PDA

View Full Version : Anybody into CUDA ?


Pages : [1] 2

walterman
09-02-08, 06:49 PM
I just installed the SDK & Toolkit, and i'm reading the documentation.

The first step is always the hardest -> Build & compile the first project :)

I'm checking the SDK\Projects samples. In special, there is one called 'cppIntegration'.

I can compile & run all the projects, but, i still dunno how to create a project from zero in Visual Studio.

I think that everybody would like to use standard C++ code, and a call to a CUDA function, to do the hard work.

If somebody has tried these first steps, please, share your knowledge with us :)

hemmy
11-28-08, 12:31 PM
I got to about where you are, and just kinda gave up

Indeed it would be easy if we could write it in c/c++ :(

ViN86
11-29-08, 07:51 PM
im pretty sure you need to add a reference to some DLL or something but i cant figure it out either.

the software seems very powerful but damn is it hard to get going :lol:

walterman
11-30-08, 02:53 PM
I'm waiting for the CUDA 2.1 release. I heard that it will support VS 2008, and it is what i'm using now. I need this version, cause i use SSE4 assembler ops in my code. I did some tests with VS 2005, but, i was not able to compare my C++ code with the CUDA code, due the missing SSE4 ops.

nekrosoft13
12-01-08, 09:37 AM
planning to implement it in your BloodRayne 2 patch?

jcrox
12-01-08, 10:04 AM
the software seems very powerful but damn is it hard to get going :lol:

My Java instructor who does some sort of research with GPGPUs said the same exact thing about CUDA, it can be a real pain to get it up and running but once you figure it out its apparently some pretty cool stuff.

If anyone does get it up and running please, do tell how you did so... I really want to try it out soon

walterman
12-01-08, 01:11 PM
planning to implement it in your BloodRayne 2 patch?

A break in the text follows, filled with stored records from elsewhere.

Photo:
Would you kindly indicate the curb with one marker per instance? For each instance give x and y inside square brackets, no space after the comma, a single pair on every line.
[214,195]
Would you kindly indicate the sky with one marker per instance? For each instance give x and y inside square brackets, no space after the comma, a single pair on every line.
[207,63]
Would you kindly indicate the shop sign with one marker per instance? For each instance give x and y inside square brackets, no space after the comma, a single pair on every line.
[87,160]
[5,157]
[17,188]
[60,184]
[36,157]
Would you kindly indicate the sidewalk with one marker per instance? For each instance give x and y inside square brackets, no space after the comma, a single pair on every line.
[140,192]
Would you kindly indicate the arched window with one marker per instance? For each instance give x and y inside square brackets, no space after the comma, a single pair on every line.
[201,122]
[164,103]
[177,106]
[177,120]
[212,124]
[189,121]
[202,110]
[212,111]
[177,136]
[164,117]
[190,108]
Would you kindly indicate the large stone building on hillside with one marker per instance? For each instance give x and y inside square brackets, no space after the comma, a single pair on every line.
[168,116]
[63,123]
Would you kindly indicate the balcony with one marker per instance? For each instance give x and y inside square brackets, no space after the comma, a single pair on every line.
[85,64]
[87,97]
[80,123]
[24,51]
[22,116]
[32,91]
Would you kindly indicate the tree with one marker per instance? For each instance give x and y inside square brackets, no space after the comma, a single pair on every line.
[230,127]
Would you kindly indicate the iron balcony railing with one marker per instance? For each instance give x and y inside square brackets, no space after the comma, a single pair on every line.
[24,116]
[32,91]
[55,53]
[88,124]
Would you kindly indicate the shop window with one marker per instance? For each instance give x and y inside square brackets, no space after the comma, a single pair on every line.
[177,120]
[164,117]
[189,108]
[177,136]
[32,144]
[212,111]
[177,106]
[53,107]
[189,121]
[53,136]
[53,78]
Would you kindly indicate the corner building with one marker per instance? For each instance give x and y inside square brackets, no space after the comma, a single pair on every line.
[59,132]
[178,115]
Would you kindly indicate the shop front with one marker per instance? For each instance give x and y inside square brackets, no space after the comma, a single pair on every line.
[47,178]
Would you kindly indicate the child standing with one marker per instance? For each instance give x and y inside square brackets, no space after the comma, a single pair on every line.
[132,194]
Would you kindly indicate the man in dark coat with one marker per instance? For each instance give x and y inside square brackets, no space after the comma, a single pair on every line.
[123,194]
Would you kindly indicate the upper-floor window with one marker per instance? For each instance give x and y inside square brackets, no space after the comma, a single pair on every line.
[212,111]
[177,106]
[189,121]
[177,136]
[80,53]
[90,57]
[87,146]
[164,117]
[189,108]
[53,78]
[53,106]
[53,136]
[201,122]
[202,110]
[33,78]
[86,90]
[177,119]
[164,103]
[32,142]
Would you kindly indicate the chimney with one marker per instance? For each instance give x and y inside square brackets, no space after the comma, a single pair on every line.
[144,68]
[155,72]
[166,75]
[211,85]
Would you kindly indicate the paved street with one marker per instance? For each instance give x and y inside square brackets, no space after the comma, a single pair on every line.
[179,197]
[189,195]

In the benchmark part only.

In the game, i see 2 problems:

1) I dunno if Direct3D 8 will work with CUDA.
2) The game is bounded by the gfx card power (& i do not like to lose frame rate).


If anyone does get it up and running please, do tell how you did so... I really want to try it out soon

Once you install VS 2005 & the CUDA SDK, check the 'nvidia cuda sdk\projects\template' folder. It's the most simple project. It works in VS 2005.

My problem is that i already have a full working solution, and i want to add CUDA support to it, and it's a VS 2008 project.

Bad Sector
01-13-09, 07:38 PM
I played with CUDA and wrote a bit about it (http://www.badsectoracula.com/blog/playingwithcuda.html). Its a very interesting technology and once i find some more time i plan to play more with it :-)

ViN86
01-13-09, 07:51 PM
i am going to be working with PDE solvers here in grad school, so i may give CUDA a try when i start working on the project.

Tuork
01-15-09, 06:07 PM
Does anyone know any simple guides to get started with CUDA?

CUDA is part of my "want to learn" list for 2009.
:)

Bman212121
01-19-09, 12:39 AM
i m not familiar with CUDA but i want to know some how about it still i think you might have to change your plat forum may be it will work.wish you good luck


Until then you might want to work on your grammar. :lol:

walterman
02-19-09, 02:54 PM
Finally, i have the whole thing working: VS 2008 + CUDA 2.1.

The setup to create a new project, by hand, is not very easy, and i lost a lot of time trying to compile my first program with success.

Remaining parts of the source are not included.